In the lead role is Brooke Adams, probably best known here for roles in films like Invasion of the Body Snatchers (1978) and The Dead Zone (1983). Although given that Adams was aged 42 at the time the film came out, it is perhaps no surprise that her character is experiencing problems conceiving. Perhaps the most interesting name to spot in the cast is an unknown Lisa Kudrow, a couple of years before going on to the huge hit of tv’s Friends (1994-2004), who has a small appearance as James Karen’s assistant who takes husband Jeff Hayenga away to collect a sperm sample. There is also K. Callan, a couple of years before being cast as Martha Kent in tv’s Lois & Clark: The New Adventures of Superman (1993-7).
James Karen as sinister fertility specialist Dr Richard Meyerling
The Unborn 2 (1994) was a sequel. The Unborn is not related to nor should not be confused with David S. Goyer’s subsequent possession film The Unborn (2009).
Rodman Flender went onto make Leprechaun 2 (1994) and the possession comedy Idle Hands (1999), as well as wrote the script for the Corman-produced Dracula Rising (1993).
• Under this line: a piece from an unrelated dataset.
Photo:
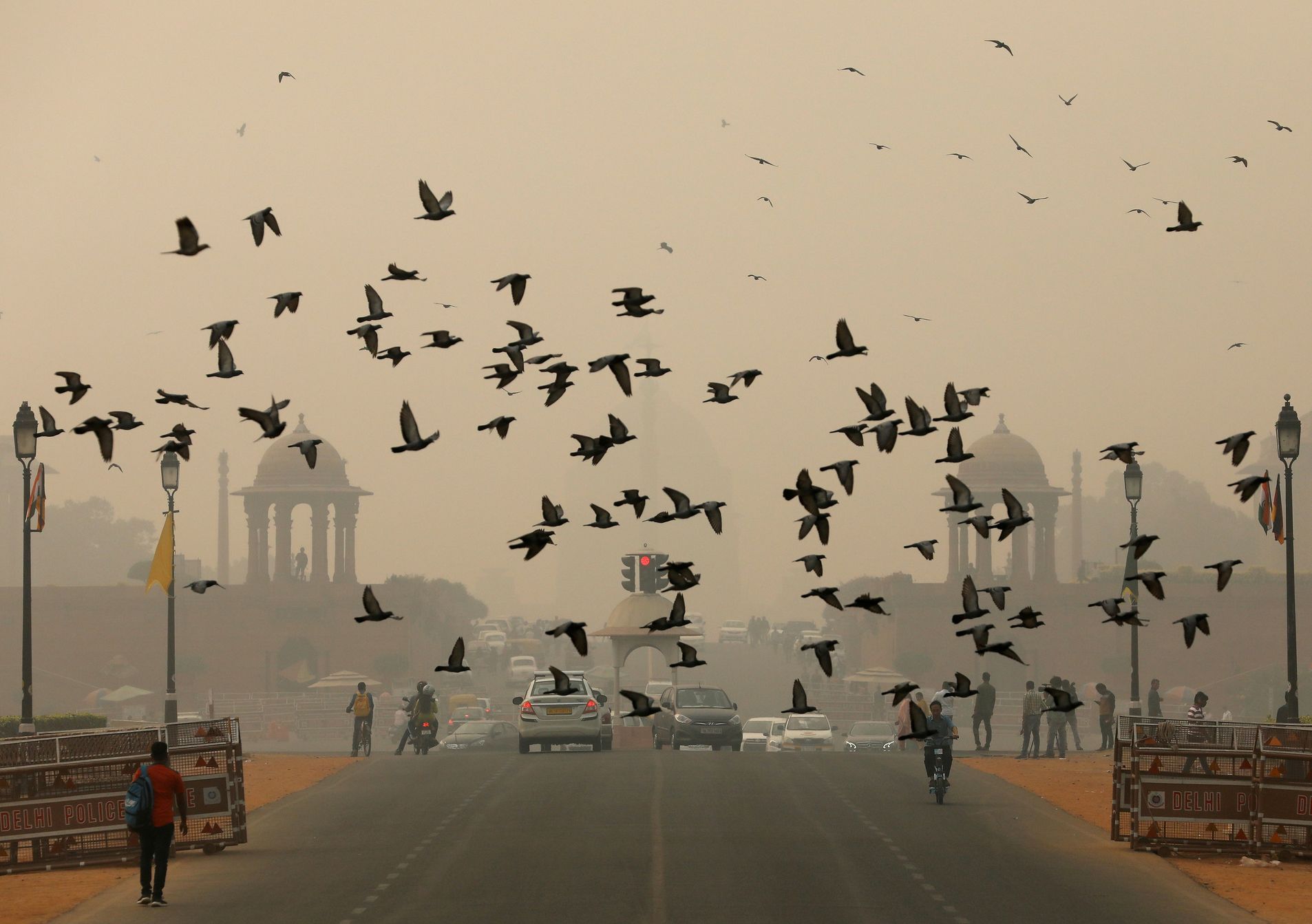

Most of Flender’s work since has been in directing television with the documentaries Let Them Eat Rock (2004) and Conan O’Brien Can’t Stop (2011) and the occasional film such as the werewolf comedy Nature of the Beast (2007) and the zombie romance Eat Brains Love (2019).
Henry Dominic was a pseudonym for the screenwriting team of John Brancato and Michael Ferris. They wrote several B-budget films including the Corman-produced Watchers II (1990) and others such as Mindwarp (1992) and Severed Ties (1992) under the Henry Dominic name. They then moved to A-budget films under their own names with The Net (1995), wherein Sandra Bullock’s life is turned upside down by an elaborate conspiracy of shadowy computer hackers; the David Fincher directed The Game (1997); The Others (2000), a short-lived tv series about a team of psychics; Terminator 3: Rise of the Machines (2003); the much ridiculed Catwoman (2004); the killer crocodile film Primeval (2007); the SF film Surrogates (2009); and Terminator Salvation (2009).